Mais la réalité, c'est que la survie nous fait faire des choses impitoyables, impardonnables, des choses tellement inimaginables où la naïveté n'a pas sa place. L'on y croit, l'on veut y croire. Parce que c'est sur cela que doit se baser l'Humanité, la confiance. L'on pense être l'Humanité, mais nous ne sommes pas celle-ci. Seulement des animaux, dénués de sentiments et d'ouverture d'esprit. Comme si la guerre qui faisait rage il y a presque cent ans n'avait jamais cessé, qu'elle s'était imprégnée dans notre peau, nos cellules. Qu'elle s'était accrochée solidement en nous et qu'elle avait laissé son poison nous dévorer. Lentement. De l'intérieur. Faisant ressortir le pire de l'être humain. Et malheureusement c'est toujours d'actualité.
Les lèvres de Marcus se posent sur mon front humidifié par les larmes qui ont coulées de son visage. Il se relève lentement tandis que d'un second geste de la main, plus désinvolte que le premier, il autorise les gardiens à m'emmener.

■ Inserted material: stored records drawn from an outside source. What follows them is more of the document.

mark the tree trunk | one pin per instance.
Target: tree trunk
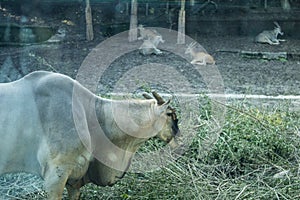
(285, 5)
(89, 21)
(133, 22)
(181, 24)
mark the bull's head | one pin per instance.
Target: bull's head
(170, 129)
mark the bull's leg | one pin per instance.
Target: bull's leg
(73, 191)
(55, 180)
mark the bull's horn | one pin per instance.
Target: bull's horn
(147, 96)
(276, 23)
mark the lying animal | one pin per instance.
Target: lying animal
(149, 46)
(199, 58)
(146, 34)
(53, 126)
(270, 36)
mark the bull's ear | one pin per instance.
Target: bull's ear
(163, 108)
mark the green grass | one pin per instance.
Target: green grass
(257, 156)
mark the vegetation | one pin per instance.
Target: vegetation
(257, 156)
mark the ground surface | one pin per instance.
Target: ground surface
(240, 75)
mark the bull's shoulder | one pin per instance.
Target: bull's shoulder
(43, 82)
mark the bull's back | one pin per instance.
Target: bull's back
(34, 109)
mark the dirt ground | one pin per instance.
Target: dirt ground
(240, 75)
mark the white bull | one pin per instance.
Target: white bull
(53, 126)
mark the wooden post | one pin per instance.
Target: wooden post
(127, 8)
(266, 4)
(133, 22)
(285, 5)
(181, 24)
(167, 7)
(147, 9)
(192, 3)
(89, 21)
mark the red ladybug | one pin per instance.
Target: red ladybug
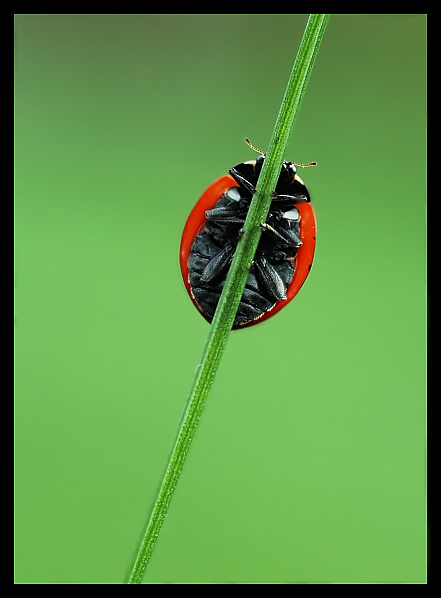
(284, 255)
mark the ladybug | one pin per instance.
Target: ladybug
(284, 255)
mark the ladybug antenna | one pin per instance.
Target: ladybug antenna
(254, 148)
(304, 165)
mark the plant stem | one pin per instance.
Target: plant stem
(233, 289)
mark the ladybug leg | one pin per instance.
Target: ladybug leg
(224, 215)
(269, 278)
(288, 236)
(219, 264)
(240, 180)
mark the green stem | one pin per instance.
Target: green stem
(229, 301)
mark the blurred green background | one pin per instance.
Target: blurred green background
(309, 462)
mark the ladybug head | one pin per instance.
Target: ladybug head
(287, 173)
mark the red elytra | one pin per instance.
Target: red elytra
(303, 260)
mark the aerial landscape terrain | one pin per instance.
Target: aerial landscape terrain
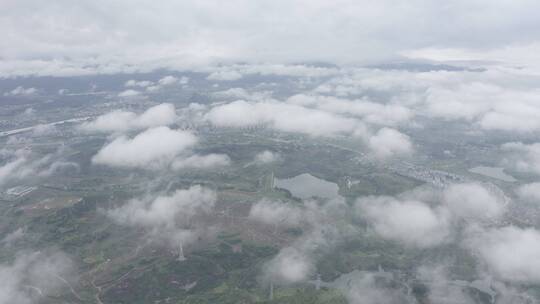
(265, 152)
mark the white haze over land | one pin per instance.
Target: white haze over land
(388, 81)
(168, 217)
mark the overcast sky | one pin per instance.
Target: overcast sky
(110, 35)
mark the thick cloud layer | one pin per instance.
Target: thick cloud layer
(68, 37)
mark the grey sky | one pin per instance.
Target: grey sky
(109, 35)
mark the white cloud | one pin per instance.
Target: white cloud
(529, 192)
(21, 91)
(201, 161)
(368, 111)
(282, 116)
(390, 143)
(178, 34)
(23, 165)
(168, 80)
(525, 157)
(276, 213)
(290, 266)
(511, 253)
(266, 157)
(412, 223)
(32, 276)
(129, 93)
(169, 217)
(151, 149)
(225, 75)
(363, 289)
(473, 201)
(141, 83)
(120, 121)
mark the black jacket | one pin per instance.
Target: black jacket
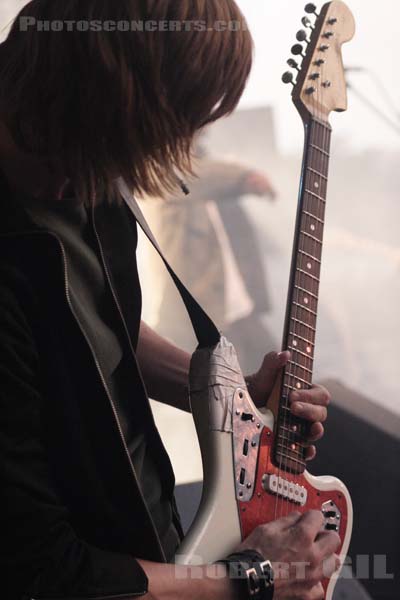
(72, 516)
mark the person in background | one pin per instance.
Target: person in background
(208, 237)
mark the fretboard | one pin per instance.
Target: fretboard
(302, 308)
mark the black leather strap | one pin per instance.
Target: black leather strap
(206, 332)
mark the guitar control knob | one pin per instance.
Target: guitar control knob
(297, 49)
(330, 514)
(310, 9)
(301, 35)
(288, 77)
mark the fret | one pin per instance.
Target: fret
(298, 379)
(304, 324)
(282, 454)
(310, 256)
(308, 274)
(309, 356)
(294, 363)
(312, 237)
(313, 217)
(292, 440)
(324, 152)
(297, 287)
(317, 173)
(289, 429)
(294, 451)
(315, 195)
(303, 302)
(305, 308)
(303, 339)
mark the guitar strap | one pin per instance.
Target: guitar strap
(206, 332)
(215, 372)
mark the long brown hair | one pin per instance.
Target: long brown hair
(123, 103)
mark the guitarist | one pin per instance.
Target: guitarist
(87, 507)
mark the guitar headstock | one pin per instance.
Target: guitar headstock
(321, 87)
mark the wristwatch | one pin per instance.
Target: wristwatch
(254, 575)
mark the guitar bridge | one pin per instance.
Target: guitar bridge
(283, 488)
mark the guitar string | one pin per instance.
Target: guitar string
(299, 360)
(314, 137)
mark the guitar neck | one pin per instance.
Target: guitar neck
(302, 308)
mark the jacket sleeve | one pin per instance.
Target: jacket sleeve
(40, 554)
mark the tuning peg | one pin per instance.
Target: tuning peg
(298, 49)
(307, 23)
(311, 9)
(288, 78)
(293, 64)
(301, 36)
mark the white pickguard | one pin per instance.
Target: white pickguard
(215, 531)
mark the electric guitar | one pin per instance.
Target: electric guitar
(254, 460)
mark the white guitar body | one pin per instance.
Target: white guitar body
(255, 461)
(216, 530)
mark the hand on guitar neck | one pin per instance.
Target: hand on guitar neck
(310, 405)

S'il m'avait gracié, je serais devenue une belle-fille exemplaire. J'aurais pris la voie qu'il m'avait destinée avec ma mère. J'aurais joué le jeu. J'aurais tout oublié. Tous les mensonges. Toutes les cachotteries. La trahison entière. Mais il a décidé de m'envoyer mourir.
Bien que je ne sois pas encore majeure et qu'il me reste encore quelques mois avant mon anniversaire, je serais envoyée à la dérive, comme beaucoup de jeunes dans mon cas. Je serais jetée lâchement pour avoir voulu connaître mes origines, qui je suis réellement.
Depuis l'Apocalypse sur terre, la liberté, la vérité et la paix ne sont que des options. Des trésors insaisissables. L'Arche assure la survie de l'humain, mais fait disparaître en lui le peu d'humanité qui y croupit, pour ce qui en restait.
Marcus se positionne parmi les survivants, me rouvrant la voie vers la mort. Les gardiens se remettent en route, me trainant à nouveau sur le sol tandis que je me mets à crier comme une démente, promettant au Conseiller que j'arriverai à m'échapper et que je viendrai terminer le travail.
Je suis seule contre le monde, du moins ce qui en reste.